The chronic stress and anxiety has become part of the job description for ambulance staff.

Overworked, under resourced and dealing with terrible trauma every day - it's no wonder we're dropping like flies.

Unless you've done the job it's hard to describe what it's like. We don't have time to stop, to eat, to take stock. We just have to carry on - responding to the 999 calls that just keep stacking up, saving lives as best we can, without the back up and resources we need to do our job properly.

And it's not just the ambulance crews - the call handlers are under strain too. They are constantly answering calls from people in distress or screaming in pain down the phone while triaging patients and deploying resources when all the while we know our A&Es are full to capacity most days.

It's relentless, traumatic work. Call-after-call with no down time to absorb tragic events, moving from one emergency to another. There's always public attention after a major incident, but it's often the day to day strains that get you down.

As a paramedic, you never know what you're going to be confronted by or how long you are going to be working for. If you are due to finish at 7pm and a call comes in at 6.59pm - you obviously have to answer it. And you have to see it through - right to the end. You just don't question it. It's what the job demands, but everyone has their breaking point.

This additional time can take three or four hours. It's was worse on Friday and Saturday nights but now it's every day and night. You never know from one day to the next when or even if you'll get home to see your family. It's better when you're with your mates but occasionally you do have to respond on your own and you can end up in difficult and dangerous situations.

Most of my colleagues regularly don't stop to eat during a shift as saving lives takes priority or you forgo your break to try and finish on time so you get to see your family.
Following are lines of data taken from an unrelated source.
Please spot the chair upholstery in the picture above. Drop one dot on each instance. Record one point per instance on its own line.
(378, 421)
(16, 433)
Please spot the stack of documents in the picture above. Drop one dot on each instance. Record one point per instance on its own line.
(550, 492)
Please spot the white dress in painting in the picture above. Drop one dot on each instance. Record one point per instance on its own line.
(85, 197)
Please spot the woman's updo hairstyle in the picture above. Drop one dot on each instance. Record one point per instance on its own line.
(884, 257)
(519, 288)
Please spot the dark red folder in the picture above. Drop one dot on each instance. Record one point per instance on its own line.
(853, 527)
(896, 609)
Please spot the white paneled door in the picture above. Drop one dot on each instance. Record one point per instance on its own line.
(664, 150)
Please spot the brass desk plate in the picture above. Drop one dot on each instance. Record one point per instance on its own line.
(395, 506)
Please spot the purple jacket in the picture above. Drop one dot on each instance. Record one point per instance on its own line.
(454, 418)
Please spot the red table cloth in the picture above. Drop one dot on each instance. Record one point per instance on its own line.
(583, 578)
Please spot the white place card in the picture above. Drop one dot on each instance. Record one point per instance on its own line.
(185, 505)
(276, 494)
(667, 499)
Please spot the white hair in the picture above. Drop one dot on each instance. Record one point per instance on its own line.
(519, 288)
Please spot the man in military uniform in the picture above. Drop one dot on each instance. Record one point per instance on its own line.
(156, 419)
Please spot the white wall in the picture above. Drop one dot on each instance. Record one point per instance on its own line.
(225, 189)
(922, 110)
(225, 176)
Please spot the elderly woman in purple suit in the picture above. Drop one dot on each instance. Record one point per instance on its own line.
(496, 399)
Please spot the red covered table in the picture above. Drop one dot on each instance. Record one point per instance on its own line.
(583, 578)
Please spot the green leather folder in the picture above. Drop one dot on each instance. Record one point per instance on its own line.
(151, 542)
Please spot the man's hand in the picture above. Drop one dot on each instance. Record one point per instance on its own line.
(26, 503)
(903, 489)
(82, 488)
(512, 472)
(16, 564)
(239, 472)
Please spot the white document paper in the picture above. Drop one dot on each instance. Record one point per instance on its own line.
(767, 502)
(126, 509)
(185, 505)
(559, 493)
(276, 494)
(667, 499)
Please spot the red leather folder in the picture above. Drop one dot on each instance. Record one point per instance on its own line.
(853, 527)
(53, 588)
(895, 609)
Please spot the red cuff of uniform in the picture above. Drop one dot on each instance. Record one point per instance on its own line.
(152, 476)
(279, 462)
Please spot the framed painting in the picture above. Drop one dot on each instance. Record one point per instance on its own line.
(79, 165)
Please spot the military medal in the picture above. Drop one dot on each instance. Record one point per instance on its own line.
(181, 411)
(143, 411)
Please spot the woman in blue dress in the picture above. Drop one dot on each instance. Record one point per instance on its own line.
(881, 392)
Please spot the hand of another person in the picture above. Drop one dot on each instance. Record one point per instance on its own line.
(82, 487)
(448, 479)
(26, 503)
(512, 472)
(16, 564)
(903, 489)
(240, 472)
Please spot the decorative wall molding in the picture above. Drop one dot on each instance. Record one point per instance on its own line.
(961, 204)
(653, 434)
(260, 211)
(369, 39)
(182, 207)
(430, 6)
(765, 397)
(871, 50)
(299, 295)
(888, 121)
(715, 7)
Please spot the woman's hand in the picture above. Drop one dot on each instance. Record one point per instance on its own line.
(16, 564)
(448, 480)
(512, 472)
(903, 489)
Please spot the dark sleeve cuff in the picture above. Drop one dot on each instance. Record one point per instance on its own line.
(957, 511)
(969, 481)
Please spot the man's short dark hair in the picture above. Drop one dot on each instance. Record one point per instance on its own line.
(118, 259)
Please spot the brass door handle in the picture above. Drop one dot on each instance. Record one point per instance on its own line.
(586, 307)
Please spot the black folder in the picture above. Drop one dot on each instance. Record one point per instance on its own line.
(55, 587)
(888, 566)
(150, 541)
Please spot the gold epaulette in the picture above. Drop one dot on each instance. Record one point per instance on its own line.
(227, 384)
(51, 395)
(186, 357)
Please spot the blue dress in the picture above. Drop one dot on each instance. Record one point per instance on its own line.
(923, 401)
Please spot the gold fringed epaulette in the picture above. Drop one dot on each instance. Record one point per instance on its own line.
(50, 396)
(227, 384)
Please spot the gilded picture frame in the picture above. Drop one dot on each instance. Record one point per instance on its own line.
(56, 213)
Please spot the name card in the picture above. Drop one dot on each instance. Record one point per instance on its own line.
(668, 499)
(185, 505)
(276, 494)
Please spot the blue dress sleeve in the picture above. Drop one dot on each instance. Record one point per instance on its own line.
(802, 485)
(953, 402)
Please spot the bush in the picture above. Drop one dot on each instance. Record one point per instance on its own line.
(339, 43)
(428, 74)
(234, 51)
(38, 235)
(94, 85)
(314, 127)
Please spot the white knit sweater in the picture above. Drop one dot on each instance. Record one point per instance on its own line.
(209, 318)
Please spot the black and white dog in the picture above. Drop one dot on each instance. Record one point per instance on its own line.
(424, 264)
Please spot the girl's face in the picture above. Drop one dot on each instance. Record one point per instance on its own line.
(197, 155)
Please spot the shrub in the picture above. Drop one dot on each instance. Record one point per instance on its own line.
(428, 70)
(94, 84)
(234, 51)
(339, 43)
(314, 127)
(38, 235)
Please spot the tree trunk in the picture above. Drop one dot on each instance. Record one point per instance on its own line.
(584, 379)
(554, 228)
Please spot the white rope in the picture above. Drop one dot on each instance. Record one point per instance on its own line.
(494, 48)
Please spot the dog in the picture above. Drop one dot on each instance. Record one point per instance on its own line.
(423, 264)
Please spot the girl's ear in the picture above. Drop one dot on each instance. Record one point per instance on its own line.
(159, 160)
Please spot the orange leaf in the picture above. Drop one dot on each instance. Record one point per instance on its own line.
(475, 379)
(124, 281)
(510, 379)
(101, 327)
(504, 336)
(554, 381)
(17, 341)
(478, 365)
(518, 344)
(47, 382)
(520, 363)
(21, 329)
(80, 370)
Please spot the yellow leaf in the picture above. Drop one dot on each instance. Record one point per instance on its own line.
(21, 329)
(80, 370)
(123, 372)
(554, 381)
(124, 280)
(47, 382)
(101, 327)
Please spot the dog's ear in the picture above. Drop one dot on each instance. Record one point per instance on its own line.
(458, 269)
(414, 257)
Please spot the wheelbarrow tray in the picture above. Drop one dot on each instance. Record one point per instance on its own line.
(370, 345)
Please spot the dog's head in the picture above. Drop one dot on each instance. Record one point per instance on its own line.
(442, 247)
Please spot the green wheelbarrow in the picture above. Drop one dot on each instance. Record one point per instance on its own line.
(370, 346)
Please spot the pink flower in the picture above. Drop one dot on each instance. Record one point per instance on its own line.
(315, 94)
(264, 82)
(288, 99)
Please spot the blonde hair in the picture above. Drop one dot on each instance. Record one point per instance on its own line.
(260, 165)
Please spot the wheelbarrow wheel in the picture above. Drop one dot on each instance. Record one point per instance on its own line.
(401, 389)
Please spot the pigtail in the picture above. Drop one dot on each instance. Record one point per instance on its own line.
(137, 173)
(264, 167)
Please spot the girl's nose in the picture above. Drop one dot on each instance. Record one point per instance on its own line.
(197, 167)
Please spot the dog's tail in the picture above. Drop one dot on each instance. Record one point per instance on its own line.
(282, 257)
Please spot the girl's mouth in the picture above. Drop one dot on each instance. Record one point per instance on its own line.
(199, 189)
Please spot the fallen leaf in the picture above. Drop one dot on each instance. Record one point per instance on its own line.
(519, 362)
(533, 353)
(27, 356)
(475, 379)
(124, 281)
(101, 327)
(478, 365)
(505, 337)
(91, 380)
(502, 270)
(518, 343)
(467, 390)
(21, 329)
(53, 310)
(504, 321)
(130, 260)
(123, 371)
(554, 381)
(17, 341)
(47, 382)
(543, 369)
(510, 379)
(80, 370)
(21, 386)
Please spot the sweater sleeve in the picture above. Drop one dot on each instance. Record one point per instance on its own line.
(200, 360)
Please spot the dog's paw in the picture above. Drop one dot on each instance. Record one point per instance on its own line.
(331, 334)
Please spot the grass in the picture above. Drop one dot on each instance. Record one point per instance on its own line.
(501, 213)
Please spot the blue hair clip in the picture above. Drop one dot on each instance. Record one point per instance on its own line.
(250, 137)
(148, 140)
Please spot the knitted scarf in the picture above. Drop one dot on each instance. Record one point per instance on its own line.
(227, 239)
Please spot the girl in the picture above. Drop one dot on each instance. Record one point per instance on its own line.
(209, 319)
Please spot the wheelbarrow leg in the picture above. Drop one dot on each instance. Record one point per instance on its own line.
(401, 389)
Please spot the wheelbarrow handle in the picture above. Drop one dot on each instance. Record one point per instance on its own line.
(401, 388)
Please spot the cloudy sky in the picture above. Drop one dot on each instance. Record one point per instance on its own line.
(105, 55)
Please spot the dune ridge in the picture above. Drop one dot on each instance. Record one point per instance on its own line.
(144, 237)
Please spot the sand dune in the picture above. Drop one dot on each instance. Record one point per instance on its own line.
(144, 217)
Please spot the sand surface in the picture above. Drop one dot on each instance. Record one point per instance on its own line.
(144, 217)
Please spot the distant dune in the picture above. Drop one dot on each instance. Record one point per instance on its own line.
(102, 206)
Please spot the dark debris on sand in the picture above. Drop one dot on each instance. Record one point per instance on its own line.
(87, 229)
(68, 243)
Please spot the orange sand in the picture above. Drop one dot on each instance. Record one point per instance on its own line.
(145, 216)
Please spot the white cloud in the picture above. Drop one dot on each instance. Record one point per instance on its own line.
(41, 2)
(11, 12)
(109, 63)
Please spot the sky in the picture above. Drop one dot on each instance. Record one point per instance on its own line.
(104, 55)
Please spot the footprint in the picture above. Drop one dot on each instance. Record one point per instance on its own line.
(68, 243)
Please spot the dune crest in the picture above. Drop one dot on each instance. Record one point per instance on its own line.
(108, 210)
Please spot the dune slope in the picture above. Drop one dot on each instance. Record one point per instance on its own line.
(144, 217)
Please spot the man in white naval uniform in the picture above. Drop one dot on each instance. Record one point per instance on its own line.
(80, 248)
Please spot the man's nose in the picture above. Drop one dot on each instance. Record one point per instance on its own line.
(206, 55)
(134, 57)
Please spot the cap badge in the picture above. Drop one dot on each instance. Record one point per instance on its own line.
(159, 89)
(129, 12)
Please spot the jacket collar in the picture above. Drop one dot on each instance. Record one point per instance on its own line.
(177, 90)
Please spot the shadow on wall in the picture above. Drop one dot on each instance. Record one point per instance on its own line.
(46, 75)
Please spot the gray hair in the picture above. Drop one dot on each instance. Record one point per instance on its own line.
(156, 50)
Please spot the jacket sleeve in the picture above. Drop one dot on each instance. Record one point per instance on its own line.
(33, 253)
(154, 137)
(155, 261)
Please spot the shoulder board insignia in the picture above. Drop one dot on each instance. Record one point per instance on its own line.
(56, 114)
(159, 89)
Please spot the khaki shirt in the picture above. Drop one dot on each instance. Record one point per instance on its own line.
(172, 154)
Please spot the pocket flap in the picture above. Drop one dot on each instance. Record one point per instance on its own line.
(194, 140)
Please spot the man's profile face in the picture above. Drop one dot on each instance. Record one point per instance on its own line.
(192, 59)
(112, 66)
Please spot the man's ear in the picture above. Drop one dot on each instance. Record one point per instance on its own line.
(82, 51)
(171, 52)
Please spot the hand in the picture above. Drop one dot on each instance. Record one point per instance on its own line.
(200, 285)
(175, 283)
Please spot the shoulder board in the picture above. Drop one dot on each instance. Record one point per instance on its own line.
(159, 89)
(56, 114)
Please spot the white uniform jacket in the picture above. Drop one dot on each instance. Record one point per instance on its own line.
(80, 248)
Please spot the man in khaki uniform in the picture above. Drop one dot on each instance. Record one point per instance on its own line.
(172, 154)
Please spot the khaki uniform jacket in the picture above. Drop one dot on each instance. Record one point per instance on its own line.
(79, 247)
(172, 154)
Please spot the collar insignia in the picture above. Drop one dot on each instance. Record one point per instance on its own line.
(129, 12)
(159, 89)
It takes a terrible strain on your home life. This level of stress, coupled with the lack of proper support and being confronted by horrific situations over and over again - it builds up and up inside you until you feel like you're going to blow.

Some days you feel like you just can't take it anymore.

Every ambulance worker loves their job - otherwise we wouldn't put up with the workload, poor pay and shocking conditions.

But many of us feel we are being pushed too far.

No-one thinks pay solves everything but it is true that we're underpaid. Theresa May says she 'values' us, but surely our value is more than 1%?

The role has also changed over the years. Some things have changed for the better: I've got colleagues who have permanent back problems from lifting patients when they didn't have proper equipment. But it's a bad joke to expect us to continue to 68. My colleagues don't retire any more, they just burn out.

Some of the challenges lie outside the ambulance service. We're at the sharp end of social care cuts. You can't magic these problems away. People don't have access to proper social care anymore, so they end up in ambulances and A&E instead.

So if health services were properly funded so our workloads didn't increase all the time, and we weren't sent out onto the front line without the resources we need, then maybe we could end the epidemic of stress and anxiety among ambulance staff.